Rebuilding The Hard Way
A methodical, farm-system-focused rebuilding plan has since paid off handsomely for the club, with the annual draft yielding current stars such as Adley Rutschman, Gunnar Henderson, and Cedric Mullins.
“The fans have gone through this entire process with us and seen these players develop since we are fortunate to have our minor league clubs so close,” Grondahl said, referring to the Orioles’ four minor league affiliates all located in Maryland or Virginia.
What also remains unclear is whether the Orioles will retain that young talent core once those players reach their arbitration and free-agency years.
Currently operating with a player payroll of just $71 million, John Angelos told the Times that if the talent base is retained,“we’re going to have to raise the prices here — dramatically.”
Once the lease deal was announced, John Angelos offered a somewhat changed tone, saying in a statement that the deal was specifically designed in part to “create a strong business and fiscal foundation to … sustain that competitiveness.”
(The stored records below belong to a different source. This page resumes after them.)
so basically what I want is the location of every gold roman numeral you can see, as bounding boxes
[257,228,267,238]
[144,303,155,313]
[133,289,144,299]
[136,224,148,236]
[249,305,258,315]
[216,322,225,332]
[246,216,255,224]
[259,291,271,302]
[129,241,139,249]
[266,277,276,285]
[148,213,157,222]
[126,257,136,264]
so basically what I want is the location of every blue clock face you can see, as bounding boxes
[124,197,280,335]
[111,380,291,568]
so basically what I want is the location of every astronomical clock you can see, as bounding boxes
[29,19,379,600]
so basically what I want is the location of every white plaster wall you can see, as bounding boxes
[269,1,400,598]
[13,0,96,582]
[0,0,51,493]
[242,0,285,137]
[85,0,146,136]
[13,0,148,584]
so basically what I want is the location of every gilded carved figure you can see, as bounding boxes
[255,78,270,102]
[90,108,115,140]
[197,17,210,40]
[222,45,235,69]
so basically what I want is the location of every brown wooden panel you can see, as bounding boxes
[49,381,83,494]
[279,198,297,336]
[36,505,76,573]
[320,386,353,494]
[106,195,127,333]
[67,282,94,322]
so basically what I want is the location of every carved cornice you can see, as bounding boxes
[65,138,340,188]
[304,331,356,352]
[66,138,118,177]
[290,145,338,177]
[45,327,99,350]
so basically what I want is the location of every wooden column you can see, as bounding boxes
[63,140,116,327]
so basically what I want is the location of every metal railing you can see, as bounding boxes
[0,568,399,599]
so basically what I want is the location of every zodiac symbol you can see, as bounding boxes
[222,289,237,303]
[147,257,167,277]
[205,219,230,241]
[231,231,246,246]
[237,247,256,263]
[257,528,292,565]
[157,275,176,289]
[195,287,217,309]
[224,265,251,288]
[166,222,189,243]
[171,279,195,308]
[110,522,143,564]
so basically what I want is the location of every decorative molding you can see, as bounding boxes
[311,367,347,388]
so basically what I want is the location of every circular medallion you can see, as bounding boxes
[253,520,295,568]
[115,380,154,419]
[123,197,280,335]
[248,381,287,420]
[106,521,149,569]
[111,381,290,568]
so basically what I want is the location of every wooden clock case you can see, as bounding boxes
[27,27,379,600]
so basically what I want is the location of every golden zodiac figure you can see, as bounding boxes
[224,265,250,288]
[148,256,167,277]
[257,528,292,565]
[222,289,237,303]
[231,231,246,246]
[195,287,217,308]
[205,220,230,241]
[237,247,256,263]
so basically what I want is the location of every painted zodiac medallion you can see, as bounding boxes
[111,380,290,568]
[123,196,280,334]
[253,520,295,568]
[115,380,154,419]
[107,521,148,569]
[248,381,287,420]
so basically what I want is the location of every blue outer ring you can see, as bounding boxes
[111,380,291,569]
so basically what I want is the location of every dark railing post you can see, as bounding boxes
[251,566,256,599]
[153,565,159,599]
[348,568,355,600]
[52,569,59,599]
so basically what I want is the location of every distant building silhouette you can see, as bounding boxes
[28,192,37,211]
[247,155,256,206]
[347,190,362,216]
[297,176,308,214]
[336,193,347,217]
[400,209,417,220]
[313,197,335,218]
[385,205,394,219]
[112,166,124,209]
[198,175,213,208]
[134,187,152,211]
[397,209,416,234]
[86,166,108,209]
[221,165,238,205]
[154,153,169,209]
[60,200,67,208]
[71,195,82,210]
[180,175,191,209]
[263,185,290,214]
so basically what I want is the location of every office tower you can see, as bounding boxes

But Baltimore remains MLB’s fifth- smallest media market, and is grappling with a shrinking population.
“The team is committed to not only shoring up baseball operations in terms of sustainability, but also the business side and putting in place some fiscally responsible processes to create an environment to compete year after year,” a source with direct knowledge of the Orioles’ lease agreement told FOS.
Lease Twists
More than three years ago, John Angelos famously said at a local trade association event that the Orioles would be in Baltimore “as long as Fort McHenry is standing watch over the Inner Harbor.”
Since then, the back-and-forth negotiations conveyed anything but a sense of permanence, frustrating everyone involved. At one point, a state official likened negotiating with the Orioles to “trying to nail Jell-O to a wall.”
Local rumors of a potential relocation only escalated, a situation further amplified by the late 2020 transition in which John Angelos took over for his father, now 94, as the team’s chairman and designated control executive for MLB purposes.
But that now all looks to be put to rest with the lease extension.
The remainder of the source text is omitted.